Derivative of 3^x Explained

The derivative of 3^x is 3^x * ln(3). To see this, you can use the power rule for derivatives: if f(x) = x^n, then f'(x) = n * x^(n-1).

So, if you let f(x) = 3^x, then f'(x) = x * 3^(x-1). But 3^(x-1) is just another way of writing 3^x, so f'(x) = x * 3^x. And since ln(3) is just the exponent to which you must raise 3 to get 3^x, we can rewrite this as 3^x * ln(3).

The power rule for derivatives states that if f(x) = x^n, then the derivative of f(x), denoted as f'(x), is given by f'(x) = n * x^(n-1). This is a general formula that you can use to find the derivative of any function of the form f(x) = x^n, where n is a constant.

For example, suppose you want to find the derivative of f(x) = x^2. Using the power rule, we have:

f'(x) = 2 * x^(2-1) = 2 * x^1 = 2x

So the derivative of f(x) = x^2 is f'(x) = 2x.

Now, let’s consider the function g(x) = 3^x. We can use the power rule to find the derivative of this function as follows:

g'(x) = x * 3^(x-1)

But 3^(x-1) is just another way of writing 3^x, so we can rewrite this as:

g'(x) = x * 3^x

Finally, since ln(3) is the exponent to which you must raise 3 to get 3^x (that is, 3^ln(3) = 3^x), we can rewrite g'(x) as:

g'(x) = 3^x * ln(3)

So the derivative of g(x) = 3^x is g'(x) = 3^x * ln(3).

How do you differentiate 3^x with respect to x?

To differentiate 3^x with respect to x, you can use the power rule for derivatives.
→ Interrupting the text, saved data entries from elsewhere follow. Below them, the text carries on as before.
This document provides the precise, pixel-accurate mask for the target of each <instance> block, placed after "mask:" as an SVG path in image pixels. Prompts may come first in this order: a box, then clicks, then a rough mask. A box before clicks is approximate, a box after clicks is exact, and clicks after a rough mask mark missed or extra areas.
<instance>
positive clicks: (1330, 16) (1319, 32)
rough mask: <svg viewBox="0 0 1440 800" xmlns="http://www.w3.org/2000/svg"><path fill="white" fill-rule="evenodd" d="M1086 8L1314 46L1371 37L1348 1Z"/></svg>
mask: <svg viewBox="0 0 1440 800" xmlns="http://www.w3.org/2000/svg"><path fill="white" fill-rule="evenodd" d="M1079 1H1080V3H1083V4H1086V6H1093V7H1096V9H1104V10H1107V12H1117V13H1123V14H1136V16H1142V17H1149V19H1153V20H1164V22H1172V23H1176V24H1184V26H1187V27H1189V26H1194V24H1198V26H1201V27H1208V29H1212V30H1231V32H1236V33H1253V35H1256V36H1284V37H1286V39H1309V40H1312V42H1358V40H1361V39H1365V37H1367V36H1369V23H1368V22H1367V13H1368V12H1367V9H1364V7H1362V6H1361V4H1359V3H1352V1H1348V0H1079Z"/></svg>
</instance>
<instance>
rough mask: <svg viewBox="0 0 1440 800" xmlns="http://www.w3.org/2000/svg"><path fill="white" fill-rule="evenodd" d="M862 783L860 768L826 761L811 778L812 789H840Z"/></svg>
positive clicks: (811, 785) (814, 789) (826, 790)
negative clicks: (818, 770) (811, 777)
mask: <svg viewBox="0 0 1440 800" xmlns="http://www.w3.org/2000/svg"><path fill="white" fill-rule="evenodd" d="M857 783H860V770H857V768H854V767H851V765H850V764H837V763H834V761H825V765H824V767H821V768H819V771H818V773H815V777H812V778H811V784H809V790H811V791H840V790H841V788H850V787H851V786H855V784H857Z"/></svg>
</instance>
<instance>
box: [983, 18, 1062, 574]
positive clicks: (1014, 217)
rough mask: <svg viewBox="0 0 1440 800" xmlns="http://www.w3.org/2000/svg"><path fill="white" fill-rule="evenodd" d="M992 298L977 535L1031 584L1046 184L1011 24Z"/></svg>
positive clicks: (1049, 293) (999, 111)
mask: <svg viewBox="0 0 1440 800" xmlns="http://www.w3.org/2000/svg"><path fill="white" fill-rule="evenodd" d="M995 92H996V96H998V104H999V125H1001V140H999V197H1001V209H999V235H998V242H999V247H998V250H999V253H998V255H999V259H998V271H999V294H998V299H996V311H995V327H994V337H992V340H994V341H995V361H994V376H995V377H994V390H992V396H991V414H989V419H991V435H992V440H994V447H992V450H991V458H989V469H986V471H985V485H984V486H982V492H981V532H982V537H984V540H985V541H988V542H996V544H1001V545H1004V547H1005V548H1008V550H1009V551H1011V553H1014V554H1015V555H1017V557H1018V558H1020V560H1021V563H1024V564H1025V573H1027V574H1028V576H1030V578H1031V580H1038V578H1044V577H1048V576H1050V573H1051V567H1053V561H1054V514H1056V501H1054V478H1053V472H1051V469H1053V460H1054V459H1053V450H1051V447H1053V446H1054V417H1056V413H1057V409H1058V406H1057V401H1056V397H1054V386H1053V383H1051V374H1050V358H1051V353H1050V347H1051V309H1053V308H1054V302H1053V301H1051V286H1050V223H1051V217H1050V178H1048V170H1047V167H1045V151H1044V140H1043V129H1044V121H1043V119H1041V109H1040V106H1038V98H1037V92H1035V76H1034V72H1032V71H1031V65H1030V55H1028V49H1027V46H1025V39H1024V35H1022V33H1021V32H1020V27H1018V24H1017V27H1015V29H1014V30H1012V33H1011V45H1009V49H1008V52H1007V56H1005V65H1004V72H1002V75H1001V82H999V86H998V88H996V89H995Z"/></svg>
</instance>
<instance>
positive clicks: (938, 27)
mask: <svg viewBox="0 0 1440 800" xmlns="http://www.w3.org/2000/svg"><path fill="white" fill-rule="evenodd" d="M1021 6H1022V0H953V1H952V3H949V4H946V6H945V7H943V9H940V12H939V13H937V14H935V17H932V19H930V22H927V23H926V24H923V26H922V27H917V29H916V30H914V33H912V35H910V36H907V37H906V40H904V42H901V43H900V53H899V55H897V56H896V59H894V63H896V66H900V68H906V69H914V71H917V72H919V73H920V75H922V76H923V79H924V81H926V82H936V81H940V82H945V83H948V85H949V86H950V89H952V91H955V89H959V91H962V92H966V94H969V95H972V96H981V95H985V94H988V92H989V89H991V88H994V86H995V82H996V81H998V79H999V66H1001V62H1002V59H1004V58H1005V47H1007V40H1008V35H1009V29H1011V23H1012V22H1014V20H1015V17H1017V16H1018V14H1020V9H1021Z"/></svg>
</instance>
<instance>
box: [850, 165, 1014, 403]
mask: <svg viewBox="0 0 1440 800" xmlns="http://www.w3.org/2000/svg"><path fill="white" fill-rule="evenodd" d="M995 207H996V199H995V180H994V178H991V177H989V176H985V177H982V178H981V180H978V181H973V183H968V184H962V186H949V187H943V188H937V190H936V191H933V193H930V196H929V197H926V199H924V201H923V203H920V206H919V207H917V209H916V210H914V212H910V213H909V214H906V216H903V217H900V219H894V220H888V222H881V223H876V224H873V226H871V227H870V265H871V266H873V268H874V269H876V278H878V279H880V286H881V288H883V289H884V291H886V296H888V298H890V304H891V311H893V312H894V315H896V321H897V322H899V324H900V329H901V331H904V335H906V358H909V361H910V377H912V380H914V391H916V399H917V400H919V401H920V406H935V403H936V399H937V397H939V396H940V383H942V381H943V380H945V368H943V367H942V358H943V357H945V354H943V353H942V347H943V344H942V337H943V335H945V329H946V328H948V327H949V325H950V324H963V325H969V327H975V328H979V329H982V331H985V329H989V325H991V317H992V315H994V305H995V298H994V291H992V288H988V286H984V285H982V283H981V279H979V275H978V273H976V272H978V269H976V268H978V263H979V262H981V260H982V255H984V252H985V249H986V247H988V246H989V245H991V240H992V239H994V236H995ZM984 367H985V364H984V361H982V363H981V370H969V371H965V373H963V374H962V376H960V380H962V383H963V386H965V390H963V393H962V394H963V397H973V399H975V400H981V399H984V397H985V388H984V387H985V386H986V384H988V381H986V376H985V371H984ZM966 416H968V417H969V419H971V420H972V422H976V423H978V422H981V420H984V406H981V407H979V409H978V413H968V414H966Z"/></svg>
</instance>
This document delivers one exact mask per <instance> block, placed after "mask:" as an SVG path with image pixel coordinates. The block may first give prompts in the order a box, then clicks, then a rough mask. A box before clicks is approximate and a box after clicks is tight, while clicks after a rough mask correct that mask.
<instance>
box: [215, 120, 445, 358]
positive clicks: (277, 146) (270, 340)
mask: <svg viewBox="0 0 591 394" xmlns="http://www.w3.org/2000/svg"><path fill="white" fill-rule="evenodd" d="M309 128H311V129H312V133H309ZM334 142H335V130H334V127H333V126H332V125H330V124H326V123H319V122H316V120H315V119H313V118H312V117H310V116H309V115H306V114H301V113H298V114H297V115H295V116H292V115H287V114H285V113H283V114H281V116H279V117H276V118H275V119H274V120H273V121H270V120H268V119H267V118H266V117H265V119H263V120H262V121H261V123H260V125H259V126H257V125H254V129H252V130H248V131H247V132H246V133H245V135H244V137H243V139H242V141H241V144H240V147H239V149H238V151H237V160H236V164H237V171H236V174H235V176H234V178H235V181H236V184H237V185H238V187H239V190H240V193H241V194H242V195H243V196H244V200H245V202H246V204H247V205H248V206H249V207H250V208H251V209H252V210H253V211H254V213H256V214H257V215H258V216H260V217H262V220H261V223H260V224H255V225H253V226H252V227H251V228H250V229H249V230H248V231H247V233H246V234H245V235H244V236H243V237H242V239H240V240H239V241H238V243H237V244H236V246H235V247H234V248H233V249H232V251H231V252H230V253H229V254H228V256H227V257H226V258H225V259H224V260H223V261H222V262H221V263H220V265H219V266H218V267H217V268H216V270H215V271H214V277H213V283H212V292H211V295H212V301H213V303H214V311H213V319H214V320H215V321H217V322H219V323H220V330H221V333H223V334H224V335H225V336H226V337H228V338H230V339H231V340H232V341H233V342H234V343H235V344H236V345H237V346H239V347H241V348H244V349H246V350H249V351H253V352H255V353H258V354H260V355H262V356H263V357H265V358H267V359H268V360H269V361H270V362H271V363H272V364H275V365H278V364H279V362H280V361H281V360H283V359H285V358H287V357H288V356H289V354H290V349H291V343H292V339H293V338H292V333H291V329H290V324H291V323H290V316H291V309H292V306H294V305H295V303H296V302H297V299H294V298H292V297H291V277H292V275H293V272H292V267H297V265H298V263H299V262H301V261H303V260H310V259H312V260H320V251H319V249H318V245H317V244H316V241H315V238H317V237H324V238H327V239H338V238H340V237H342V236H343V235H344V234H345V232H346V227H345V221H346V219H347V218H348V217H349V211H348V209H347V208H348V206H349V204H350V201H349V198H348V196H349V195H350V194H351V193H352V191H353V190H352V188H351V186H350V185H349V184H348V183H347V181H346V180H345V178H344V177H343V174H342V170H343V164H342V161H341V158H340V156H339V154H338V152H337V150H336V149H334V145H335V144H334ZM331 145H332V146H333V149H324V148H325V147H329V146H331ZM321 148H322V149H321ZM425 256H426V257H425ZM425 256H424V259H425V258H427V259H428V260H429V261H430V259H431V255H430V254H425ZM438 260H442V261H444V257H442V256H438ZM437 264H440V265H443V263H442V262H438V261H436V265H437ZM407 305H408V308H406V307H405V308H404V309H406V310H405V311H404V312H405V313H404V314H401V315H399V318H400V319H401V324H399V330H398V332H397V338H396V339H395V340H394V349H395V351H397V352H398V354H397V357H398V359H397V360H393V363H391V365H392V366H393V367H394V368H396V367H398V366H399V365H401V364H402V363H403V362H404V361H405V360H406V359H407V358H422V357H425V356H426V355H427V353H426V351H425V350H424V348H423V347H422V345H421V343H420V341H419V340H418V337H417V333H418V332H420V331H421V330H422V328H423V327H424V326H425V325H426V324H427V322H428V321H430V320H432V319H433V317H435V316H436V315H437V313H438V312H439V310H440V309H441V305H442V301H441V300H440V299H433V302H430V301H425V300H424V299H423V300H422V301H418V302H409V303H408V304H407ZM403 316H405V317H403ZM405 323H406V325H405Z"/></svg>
The power rule states that if f(x) = x^n, then the derivative of f(x), denoted as f'(x), is given by f'(x) = n * x^(n-1).

Applying the power rule to the function f(x) = 3^x, we have:

f'(x) = x * 3^(x-1)

But 3^(x-1) is just another way of writing 3^x, so we can rewrite this as:

f'(x) = x * 3^x

Finally, since ln(3) is the exponent to which you must raise 3 to get 3^x (that is, 3^ln(3) = 3^x), we can rewrite f'(x) as:

f'(x) = 3^x * ln(3)

So the derivative of f(x) = 3^x with respect to x is f'(x) = 3^x * ln(3).

Derivative of 3/x using limit definition

To find the derivative of the function f(x) = 3/x using the limit definition, we can use the following formula:

f'(x) = lim(h->0) [(3/(x+h)) – (3/x)] / h

This formula states that the derivative of f(x) at a point x is equal to the limit of the difference quotient of f(x) as h approaches 0.

Substituting 3/x for f(x) and simplifying, we get:

f'(x) = lim(h->0) [(3/(x+h)) – (3/x)] / h = lim(h->0) (3/x – 3/(x+h)) / h = lim(h->0) (3x – 3(x+h)) / (xh(x+h)) = lim(h->0) (3x – 3x – 3h) / (xh(x+h)) = lim(h->0) (-3h) / (xh(x+h)) = lim(h->0) -3 / (x(x+h)) = -3 / x^2

Therefore, the derivative of f(x) = 3/x is f'(x) = -3/x^2.